As primary developer for GuitarTricks.com, the world's largest guitar teaching web site, with over 2 million users and 100 million rows of MySQL data, I engineered significant improvements, including:
I created, from scratch, a complete shopping cart system, including coupons, add-ons, daily specials, inventory control, international shipping support, Braintree payment integration, and full administrative dashboards and controls, that, to-date, has supported over half a million filled baskets.
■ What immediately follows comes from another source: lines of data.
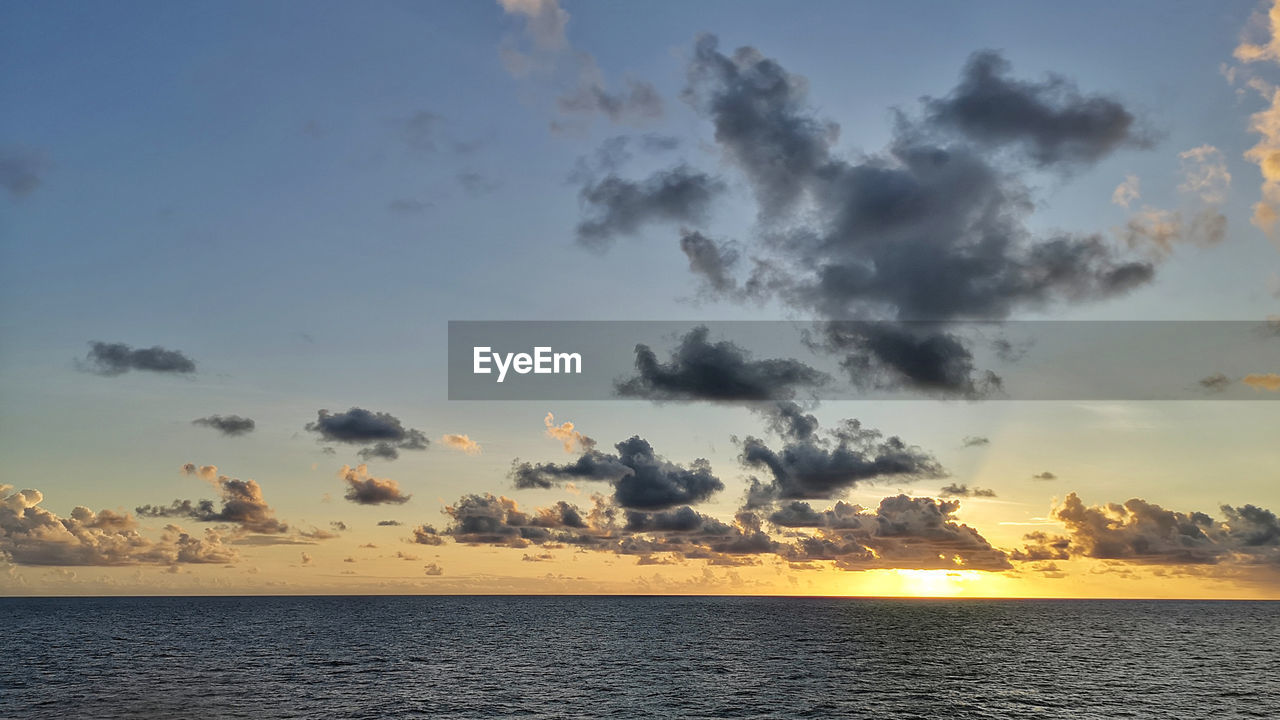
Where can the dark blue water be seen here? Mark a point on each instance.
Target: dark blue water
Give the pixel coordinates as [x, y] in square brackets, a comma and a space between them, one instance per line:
[635, 657]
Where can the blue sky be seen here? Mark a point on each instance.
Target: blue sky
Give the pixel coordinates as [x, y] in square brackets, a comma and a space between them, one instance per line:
[300, 196]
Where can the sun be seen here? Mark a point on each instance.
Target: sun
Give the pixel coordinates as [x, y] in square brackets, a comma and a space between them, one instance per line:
[936, 583]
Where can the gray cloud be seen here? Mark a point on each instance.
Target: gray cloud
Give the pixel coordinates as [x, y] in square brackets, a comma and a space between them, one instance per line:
[21, 169]
[903, 532]
[115, 359]
[33, 536]
[476, 183]
[827, 466]
[364, 488]
[426, 534]
[1147, 533]
[383, 434]
[242, 505]
[929, 229]
[1051, 121]
[641, 479]
[965, 491]
[640, 101]
[618, 206]
[1216, 382]
[721, 372]
[227, 424]
[408, 205]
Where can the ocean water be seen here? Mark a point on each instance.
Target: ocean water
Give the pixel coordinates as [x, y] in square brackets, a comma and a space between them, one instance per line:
[635, 657]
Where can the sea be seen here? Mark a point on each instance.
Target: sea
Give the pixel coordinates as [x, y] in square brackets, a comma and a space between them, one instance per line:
[483, 657]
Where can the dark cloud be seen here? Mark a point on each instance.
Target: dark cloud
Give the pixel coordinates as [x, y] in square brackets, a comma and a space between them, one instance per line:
[617, 151]
[903, 532]
[712, 260]
[929, 229]
[425, 534]
[115, 359]
[33, 536]
[1051, 121]
[364, 488]
[790, 420]
[1144, 532]
[227, 424]
[242, 505]
[498, 520]
[592, 465]
[915, 356]
[827, 466]
[618, 206]
[21, 169]
[720, 372]
[641, 479]
[965, 491]
[638, 103]
[382, 432]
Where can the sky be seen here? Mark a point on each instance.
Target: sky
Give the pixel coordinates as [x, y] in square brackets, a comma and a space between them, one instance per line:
[232, 237]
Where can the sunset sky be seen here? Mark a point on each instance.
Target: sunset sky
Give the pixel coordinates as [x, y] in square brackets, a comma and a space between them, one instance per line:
[232, 237]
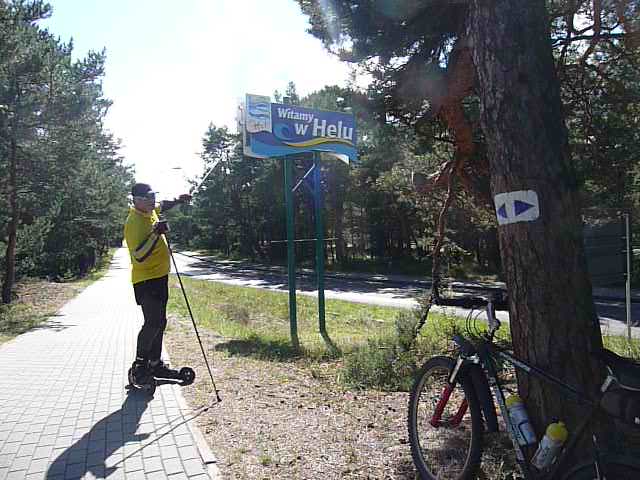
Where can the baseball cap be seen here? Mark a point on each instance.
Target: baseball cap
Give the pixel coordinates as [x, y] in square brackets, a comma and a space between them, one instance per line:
[141, 189]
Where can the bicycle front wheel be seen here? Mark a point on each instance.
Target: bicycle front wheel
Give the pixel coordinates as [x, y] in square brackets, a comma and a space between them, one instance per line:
[615, 468]
[445, 423]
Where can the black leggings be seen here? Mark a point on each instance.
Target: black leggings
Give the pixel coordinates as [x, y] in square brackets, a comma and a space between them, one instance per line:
[152, 296]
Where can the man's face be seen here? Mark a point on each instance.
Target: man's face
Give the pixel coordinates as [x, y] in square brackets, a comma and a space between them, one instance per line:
[145, 203]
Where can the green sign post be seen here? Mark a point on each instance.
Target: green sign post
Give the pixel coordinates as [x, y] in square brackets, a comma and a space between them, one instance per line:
[282, 130]
[291, 259]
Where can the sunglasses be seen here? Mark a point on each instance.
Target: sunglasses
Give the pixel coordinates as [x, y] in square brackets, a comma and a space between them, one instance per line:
[147, 196]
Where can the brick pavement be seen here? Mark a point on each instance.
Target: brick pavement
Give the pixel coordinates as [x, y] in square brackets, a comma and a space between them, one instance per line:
[64, 411]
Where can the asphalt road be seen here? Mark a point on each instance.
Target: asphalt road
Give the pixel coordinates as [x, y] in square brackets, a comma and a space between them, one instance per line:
[372, 289]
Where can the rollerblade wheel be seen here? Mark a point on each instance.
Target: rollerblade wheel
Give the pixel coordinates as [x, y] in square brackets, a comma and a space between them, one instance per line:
[187, 375]
[149, 388]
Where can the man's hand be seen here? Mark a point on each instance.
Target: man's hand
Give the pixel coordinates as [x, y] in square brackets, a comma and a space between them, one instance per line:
[161, 227]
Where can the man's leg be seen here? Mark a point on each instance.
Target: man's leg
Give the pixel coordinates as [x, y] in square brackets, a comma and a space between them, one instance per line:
[155, 351]
[155, 320]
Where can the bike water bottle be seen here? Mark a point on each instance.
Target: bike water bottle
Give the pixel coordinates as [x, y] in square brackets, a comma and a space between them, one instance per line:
[520, 420]
[550, 445]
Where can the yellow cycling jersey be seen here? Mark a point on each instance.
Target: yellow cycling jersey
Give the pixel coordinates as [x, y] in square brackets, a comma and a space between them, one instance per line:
[148, 250]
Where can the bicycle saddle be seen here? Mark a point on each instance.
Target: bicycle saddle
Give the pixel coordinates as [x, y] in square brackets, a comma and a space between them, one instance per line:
[626, 371]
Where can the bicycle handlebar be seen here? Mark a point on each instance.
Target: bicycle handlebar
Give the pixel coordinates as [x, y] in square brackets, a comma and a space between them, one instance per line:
[472, 303]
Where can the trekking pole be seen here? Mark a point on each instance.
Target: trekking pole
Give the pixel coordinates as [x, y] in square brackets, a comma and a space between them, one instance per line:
[195, 327]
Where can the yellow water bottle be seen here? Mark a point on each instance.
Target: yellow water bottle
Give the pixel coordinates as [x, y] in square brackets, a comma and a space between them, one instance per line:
[520, 420]
[550, 446]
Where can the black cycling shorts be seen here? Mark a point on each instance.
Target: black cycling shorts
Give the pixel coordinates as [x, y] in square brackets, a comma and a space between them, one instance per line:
[156, 288]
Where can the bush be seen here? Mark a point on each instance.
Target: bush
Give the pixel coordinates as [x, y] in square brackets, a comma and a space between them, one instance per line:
[390, 362]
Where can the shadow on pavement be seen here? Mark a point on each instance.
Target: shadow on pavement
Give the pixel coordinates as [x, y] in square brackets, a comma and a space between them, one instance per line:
[90, 453]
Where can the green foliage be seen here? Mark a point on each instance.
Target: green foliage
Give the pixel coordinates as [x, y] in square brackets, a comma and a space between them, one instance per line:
[63, 188]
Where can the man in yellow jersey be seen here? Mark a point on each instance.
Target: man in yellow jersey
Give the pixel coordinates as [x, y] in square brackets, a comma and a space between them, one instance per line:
[150, 266]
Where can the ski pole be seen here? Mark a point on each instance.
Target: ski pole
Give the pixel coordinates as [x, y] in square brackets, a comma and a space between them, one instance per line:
[195, 327]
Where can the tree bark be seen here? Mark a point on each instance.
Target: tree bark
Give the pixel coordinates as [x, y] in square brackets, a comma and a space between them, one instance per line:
[12, 234]
[553, 320]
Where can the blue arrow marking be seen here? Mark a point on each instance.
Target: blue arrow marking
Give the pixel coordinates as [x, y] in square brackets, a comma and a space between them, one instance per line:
[521, 207]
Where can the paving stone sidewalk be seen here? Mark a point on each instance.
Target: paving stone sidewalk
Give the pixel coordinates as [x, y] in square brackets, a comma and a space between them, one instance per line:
[64, 411]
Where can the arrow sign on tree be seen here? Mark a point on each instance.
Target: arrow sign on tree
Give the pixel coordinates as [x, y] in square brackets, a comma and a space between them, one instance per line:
[520, 206]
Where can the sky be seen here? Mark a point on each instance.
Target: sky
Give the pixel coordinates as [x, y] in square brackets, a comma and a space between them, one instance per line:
[173, 67]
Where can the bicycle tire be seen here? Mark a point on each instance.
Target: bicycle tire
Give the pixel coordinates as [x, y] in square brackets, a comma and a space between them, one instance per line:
[458, 456]
[616, 468]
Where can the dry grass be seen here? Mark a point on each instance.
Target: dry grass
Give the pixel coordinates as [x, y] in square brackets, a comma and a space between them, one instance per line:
[35, 301]
[291, 419]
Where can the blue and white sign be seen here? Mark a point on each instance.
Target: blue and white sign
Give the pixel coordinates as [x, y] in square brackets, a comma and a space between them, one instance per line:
[286, 129]
[514, 207]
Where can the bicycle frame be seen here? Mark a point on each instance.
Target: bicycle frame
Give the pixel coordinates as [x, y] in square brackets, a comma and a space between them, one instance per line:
[485, 354]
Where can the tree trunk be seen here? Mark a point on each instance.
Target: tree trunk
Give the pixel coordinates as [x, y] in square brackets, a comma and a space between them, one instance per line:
[553, 320]
[10, 256]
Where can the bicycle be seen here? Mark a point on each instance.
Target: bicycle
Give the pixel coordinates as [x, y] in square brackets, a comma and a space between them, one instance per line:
[452, 404]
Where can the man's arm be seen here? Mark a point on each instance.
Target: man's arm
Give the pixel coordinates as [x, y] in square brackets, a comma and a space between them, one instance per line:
[144, 249]
[169, 204]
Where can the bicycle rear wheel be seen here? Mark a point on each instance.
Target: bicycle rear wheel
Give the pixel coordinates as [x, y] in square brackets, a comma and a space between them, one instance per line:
[445, 423]
[616, 468]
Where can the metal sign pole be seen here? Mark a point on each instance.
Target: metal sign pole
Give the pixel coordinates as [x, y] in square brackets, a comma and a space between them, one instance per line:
[317, 203]
[628, 283]
[291, 259]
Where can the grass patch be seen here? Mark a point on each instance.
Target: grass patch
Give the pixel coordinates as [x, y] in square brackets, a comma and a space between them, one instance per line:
[37, 300]
[258, 320]
[375, 344]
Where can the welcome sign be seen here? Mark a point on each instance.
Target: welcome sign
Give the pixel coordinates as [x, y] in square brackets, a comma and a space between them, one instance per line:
[275, 129]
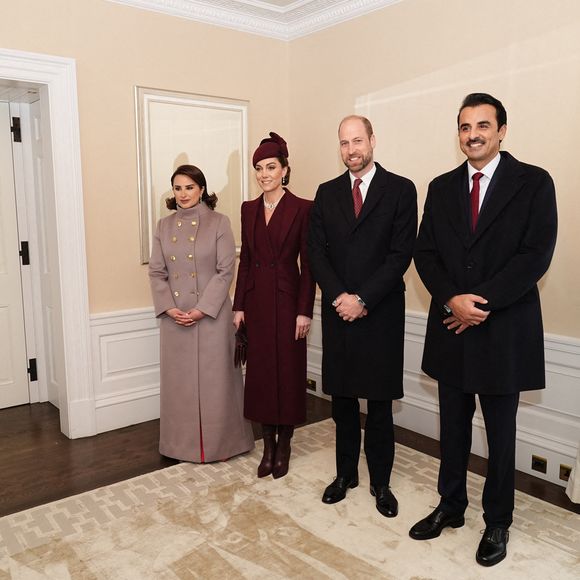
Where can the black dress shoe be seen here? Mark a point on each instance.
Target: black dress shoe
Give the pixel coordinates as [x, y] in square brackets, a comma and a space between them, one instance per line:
[493, 546]
[387, 503]
[336, 491]
[433, 524]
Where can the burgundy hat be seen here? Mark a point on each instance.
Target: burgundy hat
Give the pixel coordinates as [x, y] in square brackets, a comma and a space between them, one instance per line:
[273, 146]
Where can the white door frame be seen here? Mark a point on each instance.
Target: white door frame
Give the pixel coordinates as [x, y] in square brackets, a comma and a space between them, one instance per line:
[58, 91]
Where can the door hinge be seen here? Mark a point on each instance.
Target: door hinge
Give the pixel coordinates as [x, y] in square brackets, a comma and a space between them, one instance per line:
[24, 254]
[32, 369]
[16, 132]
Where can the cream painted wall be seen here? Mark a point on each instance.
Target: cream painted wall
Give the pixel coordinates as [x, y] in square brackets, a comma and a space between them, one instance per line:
[115, 48]
[408, 67]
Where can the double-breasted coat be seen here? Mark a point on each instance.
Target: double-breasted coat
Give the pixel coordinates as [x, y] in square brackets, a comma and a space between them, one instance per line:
[502, 261]
[272, 290]
[191, 266]
[367, 256]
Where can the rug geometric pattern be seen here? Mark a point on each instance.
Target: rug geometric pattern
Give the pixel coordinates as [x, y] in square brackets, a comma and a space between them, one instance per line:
[219, 521]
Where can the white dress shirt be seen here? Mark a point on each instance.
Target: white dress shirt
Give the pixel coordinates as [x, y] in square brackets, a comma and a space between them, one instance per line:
[488, 172]
[366, 181]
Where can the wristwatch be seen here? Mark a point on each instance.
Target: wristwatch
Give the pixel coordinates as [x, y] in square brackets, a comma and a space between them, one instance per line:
[360, 301]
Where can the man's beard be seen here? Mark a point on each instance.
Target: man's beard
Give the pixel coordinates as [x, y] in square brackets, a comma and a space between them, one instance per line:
[366, 158]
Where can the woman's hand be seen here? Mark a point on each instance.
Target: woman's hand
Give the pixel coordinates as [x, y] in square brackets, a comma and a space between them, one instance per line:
[195, 315]
[180, 317]
[239, 318]
[302, 327]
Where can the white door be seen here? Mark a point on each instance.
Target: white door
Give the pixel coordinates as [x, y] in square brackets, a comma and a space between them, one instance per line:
[13, 361]
[47, 255]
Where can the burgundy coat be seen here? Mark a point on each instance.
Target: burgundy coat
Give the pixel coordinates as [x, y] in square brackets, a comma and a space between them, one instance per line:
[273, 290]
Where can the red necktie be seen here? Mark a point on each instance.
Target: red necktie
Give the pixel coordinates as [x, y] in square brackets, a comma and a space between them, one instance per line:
[357, 197]
[475, 200]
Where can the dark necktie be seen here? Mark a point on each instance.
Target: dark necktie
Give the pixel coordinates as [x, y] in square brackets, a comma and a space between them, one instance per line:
[357, 197]
[475, 200]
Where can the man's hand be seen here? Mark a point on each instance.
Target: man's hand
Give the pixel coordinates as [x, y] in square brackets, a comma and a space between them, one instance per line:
[180, 317]
[348, 307]
[464, 312]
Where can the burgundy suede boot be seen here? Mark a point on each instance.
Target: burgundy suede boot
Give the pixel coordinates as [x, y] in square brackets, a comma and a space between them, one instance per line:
[267, 463]
[282, 457]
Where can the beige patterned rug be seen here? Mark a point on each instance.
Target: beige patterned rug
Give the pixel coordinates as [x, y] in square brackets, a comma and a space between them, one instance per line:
[218, 521]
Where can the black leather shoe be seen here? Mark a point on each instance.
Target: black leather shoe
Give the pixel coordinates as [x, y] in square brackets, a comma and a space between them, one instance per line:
[387, 503]
[493, 546]
[336, 491]
[433, 524]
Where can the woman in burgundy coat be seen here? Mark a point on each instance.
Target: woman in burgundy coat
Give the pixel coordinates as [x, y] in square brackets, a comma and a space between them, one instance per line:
[274, 298]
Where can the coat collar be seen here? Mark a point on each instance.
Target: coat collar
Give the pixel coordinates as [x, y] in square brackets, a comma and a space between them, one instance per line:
[505, 183]
[291, 208]
[375, 193]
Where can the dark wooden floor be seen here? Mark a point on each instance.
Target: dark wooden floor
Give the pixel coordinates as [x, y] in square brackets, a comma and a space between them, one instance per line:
[38, 464]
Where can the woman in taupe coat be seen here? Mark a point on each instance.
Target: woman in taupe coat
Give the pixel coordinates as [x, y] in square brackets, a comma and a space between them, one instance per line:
[191, 270]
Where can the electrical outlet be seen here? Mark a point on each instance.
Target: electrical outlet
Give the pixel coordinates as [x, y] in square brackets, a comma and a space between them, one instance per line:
[565, 471]
[539, 464]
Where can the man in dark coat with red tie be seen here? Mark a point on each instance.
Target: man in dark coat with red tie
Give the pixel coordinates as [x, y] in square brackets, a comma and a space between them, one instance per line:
[487, 237]
[362, 231]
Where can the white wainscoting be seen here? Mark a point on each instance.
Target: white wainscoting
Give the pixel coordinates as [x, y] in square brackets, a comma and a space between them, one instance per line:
[126, 386]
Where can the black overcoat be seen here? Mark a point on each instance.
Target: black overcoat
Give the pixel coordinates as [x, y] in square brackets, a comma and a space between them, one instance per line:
[367, 256]
[502, 261]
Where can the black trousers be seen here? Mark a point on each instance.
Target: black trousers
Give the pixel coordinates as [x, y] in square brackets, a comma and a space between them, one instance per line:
[456, 410]
[379, 438]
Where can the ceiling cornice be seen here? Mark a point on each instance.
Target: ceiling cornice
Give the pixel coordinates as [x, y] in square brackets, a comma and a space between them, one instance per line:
[295, 20]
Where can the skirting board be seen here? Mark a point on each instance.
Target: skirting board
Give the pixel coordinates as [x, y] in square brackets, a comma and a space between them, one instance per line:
[126, 387]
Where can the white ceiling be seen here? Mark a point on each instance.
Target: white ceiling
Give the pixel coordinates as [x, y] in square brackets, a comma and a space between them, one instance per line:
[281, 19]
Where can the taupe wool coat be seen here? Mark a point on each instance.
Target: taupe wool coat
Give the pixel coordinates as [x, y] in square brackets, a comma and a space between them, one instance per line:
[191, 266]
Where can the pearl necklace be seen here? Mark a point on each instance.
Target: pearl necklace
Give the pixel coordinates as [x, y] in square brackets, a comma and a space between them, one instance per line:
[272, 206]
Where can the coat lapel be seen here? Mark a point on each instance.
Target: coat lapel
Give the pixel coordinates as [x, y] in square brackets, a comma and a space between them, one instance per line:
[290, 212]
[344, 194]
[456, 196]
[253, 208]
[506, 182]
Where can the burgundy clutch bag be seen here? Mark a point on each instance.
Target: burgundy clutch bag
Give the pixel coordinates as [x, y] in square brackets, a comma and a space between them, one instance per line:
[241, 346]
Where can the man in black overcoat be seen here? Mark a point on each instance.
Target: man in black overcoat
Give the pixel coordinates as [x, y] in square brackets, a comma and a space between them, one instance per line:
[487, 237]
[362, 230]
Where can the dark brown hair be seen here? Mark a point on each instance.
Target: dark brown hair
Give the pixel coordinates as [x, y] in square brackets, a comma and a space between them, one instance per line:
[196, 175]
[284, 163]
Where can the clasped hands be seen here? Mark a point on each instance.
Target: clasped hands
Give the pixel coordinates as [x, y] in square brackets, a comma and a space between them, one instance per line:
[182, 318]
[302, 324]
[465, 312]
[348, 307]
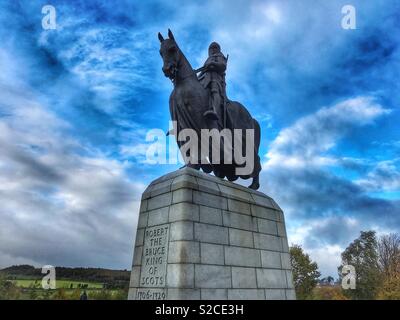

I upgraded the entire site from a hodge-podge of spaghetti code into a modern paradigm of consistently implemented, object-oriented, MVC-compliant, API-driven, and mobile-responsive pages.
I made the site faster than any of its competitors by a variety of techniques, including optimizing queries, refactoring images into sprites, using a CDN, compressing and concatenating CSS and Javascript files, and delayed file loading.
MEAN seems such a horrible acronym, especially compared with the illuminating LAMP. The svelte powers of node.js and MongoDB arguably deserve better. I began REV-THE-AAH as a MEAN project. The real reason I switched to MERN (React.js instead of Angular.js) is it seemed more forward-looking. Frankly today's js development world is a bit of a Tower of Babel (which even the wonderful transpiler Babel.js does nothing to dispel). Regardless, REV-THE-AAH demonstrates a single-page app communicating with a MERN API. Its technologies include React.js, Moment.js, and GreenSock.js on the client, and, on the server, node.js, Bluebird.js, Express.js, Mongoose.js, Forever.js, and MongoDB. Oh, and it purports to prove the existence (and beauty) of the combined power of all humanity.
The Lincoln High School Alumni Association site was recently upgraded to be mobile-responsive.
KeepItCurrent is the nascent Content Management System used to deliver this page. It utilizes a MarkDown-like syntax to render images, links, enumerated code lines, raw HTML, automatically paired quotations, and automatic transformation of apostrophes and em dashes. It provides SEO-friendly clean
URL's. One of its more interesting features (not utilized on this page) is its optional ability to provide static
pages. Static pages require no SQL lookups, and thus can be very fast.